Imposing millions of dollars in fines and other measures don’t seem to be having the desired effect on Beijing’s pollution problem.
The current air quality index (AQI) rules stipulate that a red alert must be issued when the AQI exceeds 200 for at least three days – that’s for the capital. In neighboring Tianjin and Hebei, it’s only triggered when the level exceeds 500 per day.
Starting this March, the country will employ a uniform average measurement for both the capital and its surrounding areas. A red alert will also be imposed if the average air quality is at 200 for four days straight, 300 for at least two days, or 500 for a single day.
Of the five major pollutants, including carbon monoxide and others, authorities calculate the individual score for pollution for each pollutant present in the atmosphere. The highest score is the current AQI. But the scores are non-linear, as is the final AQI. Some pollutants are measured on a different curve.

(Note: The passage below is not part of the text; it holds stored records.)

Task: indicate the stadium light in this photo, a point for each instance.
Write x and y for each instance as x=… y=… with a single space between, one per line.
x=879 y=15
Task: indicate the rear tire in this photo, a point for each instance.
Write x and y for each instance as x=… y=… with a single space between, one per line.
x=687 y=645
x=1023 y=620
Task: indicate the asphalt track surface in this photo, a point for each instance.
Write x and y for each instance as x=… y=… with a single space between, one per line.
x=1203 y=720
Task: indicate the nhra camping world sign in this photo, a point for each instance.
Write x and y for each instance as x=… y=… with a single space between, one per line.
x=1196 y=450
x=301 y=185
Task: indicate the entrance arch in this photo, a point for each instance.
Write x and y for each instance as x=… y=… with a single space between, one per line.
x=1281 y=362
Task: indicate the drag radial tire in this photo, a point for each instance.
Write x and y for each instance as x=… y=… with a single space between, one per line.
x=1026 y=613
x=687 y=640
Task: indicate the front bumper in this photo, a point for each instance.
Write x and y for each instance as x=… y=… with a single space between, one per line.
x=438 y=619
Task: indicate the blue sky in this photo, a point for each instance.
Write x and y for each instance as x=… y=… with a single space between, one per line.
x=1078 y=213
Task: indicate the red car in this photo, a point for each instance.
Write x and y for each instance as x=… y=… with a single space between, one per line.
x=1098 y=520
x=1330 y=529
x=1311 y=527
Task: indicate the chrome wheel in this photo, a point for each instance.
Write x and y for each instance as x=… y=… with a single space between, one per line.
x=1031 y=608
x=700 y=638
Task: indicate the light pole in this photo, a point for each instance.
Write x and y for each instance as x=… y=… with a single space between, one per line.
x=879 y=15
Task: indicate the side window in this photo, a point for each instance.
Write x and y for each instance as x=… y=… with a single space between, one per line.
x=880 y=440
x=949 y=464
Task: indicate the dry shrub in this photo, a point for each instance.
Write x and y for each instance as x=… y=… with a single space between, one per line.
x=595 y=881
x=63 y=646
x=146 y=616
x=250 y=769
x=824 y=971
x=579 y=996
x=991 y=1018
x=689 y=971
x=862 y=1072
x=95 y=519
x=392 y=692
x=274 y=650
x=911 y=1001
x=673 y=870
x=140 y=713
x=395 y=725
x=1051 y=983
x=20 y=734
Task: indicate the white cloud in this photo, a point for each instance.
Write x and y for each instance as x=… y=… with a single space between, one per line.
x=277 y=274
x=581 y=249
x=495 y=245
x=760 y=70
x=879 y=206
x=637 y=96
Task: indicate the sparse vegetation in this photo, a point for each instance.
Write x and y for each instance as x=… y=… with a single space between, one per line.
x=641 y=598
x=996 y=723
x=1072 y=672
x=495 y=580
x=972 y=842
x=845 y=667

According to the environmental protection bureau, raising the threshold around the capital should also affect pollution levels in outlying regions. Response measures to alerts have not been altered, but each city will be able to decide on school closures at its own discretion.
The report comes just as another measure was announced – to build wind corridors across the capital, designed to redirect the flow of smog away from the city. The special ventilation corridors will measure 80 to 500 meters and connect parks and rivers, as well as highways and tall buildings.
China has recently admitted that, despite all efforts to keep the smog at bay, it’s unlikely to meet the pollution goals it agreed to reach by 2030. The country is one of the biggest pollutants in the world and parts of its capital and other, industrial areas in the vicinity, are considered hazardous to be in for extended periods of time.
The government announced in January it would close some 2,500 companies with a high record of polluting sometime this year.